Trainor zdecydował się rozwinąć przypuszczenie wypowiedziane przez Browna, chociaż nie przywiązywał do tego wielkiej wagi. Nie wierzył też, że sam Brown podejrzewa da Costę, gdyż ani razu nie wspominał o nim od czasu, gdy wypowiedział jego nazwisko. Napewno był to zbieg okoliczności, że da Costa był przeszłym rywalem a obecnym sąsiadem Louby, gdyż zapewne swe porachunki dawno już zakończyli, powodując się swemi metodami.
Jeśli w przeszłości kłócili się, to było prawdopodobne, że interesa ich znów się skojarzyły, tak, że nic podejrzanego nie musiało leżeć w ich stosunku; a gdyby coś było, czyżby Louba nie był pierwszym, któryby podejrzewał i powziął środki ostrożności?
Nie ulegało też wątpliwości, że da Costy nie było w Braymore House i że już nie było go pewien czas przed morderstwem.
Jednak definitywne wyeliminowanie da Costy z listy podejrzanych zwężało krąg podejrzeń, jeśli nie więcej.
Wprost udał się do mieszkania na drugiem piętrze.

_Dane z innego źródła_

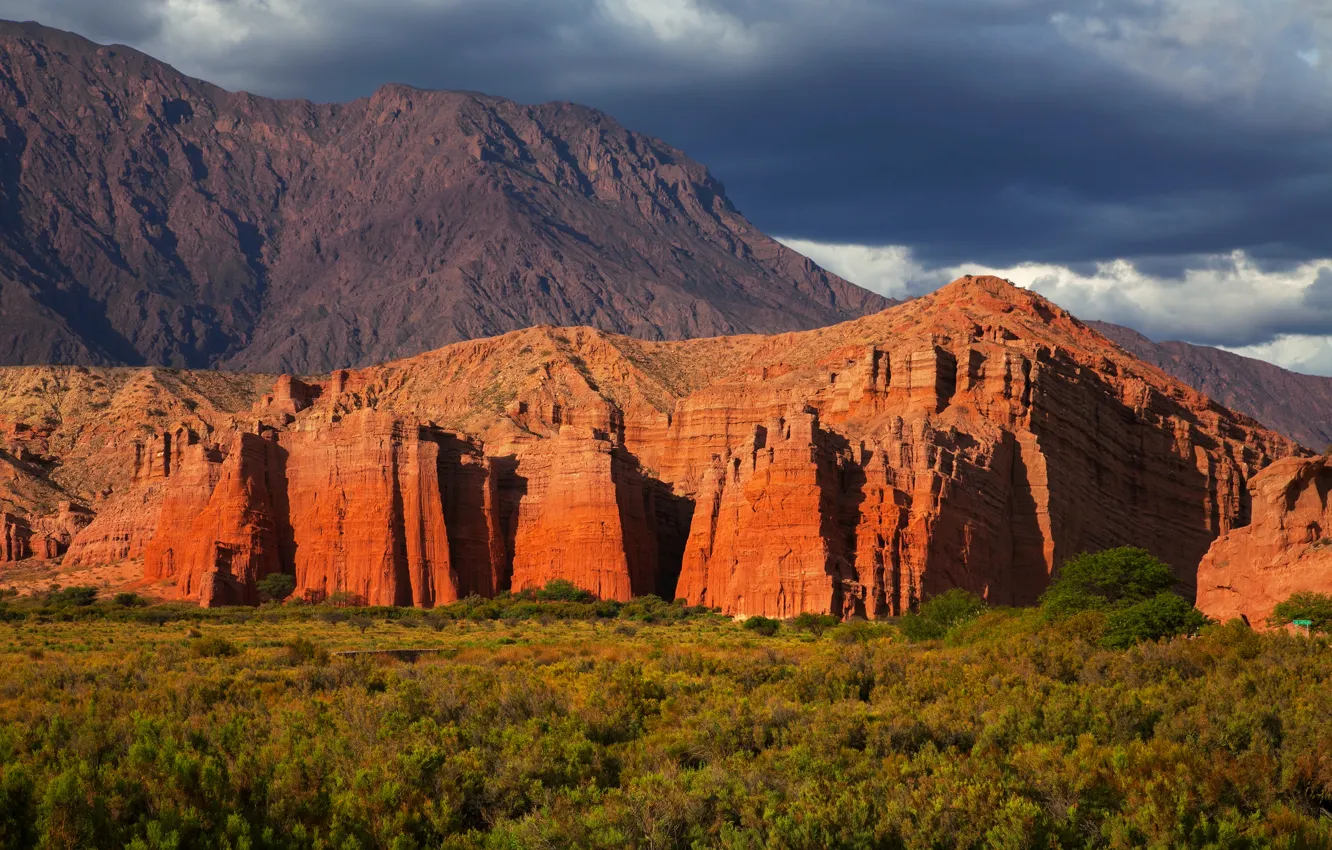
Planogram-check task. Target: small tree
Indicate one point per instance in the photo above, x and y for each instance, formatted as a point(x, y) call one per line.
point(814, 624)
point(564, 590)
point(1314, 606)
point(1107, 580)
point(941, 613)
point(763, 625)
point(276, 586)
point(77, 596)
point(1163, 616)
point(1132, 588)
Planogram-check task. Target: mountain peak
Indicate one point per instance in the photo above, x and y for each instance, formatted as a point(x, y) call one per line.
point(295, 236)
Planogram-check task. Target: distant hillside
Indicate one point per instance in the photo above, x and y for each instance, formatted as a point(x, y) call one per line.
point(151, 219)
point(1298, 405)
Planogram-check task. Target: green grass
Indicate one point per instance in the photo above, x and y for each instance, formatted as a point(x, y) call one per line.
point(613, 732)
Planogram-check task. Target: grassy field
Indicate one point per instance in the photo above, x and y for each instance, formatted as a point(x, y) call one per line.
point(650, 726)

— Nie mam pozwolenia na rewizję — poinformował pomocnika — ale nie będziemy się bawić w ceremonje. Chcę się dostać do górnego mieszkania.
— Jak tam wejdziemy?
— Mr. Brown powiedział, że niema służby — że niema nikogo. Nie wiem, czy chciał przez to powiedzieć, że niema sposobu dostać klucza — ale ponieważ jest późno, więc spróbujemy oknem.
Wyszli do wyjścia w razie ognia i dostali się na górne piętro.
Strona:PL Edgar Wallace - Tajemnicza kula.pdf/140
Ta strona została przepisana.
ROZDZIAŁ XXIII.
Człowiek na schodach.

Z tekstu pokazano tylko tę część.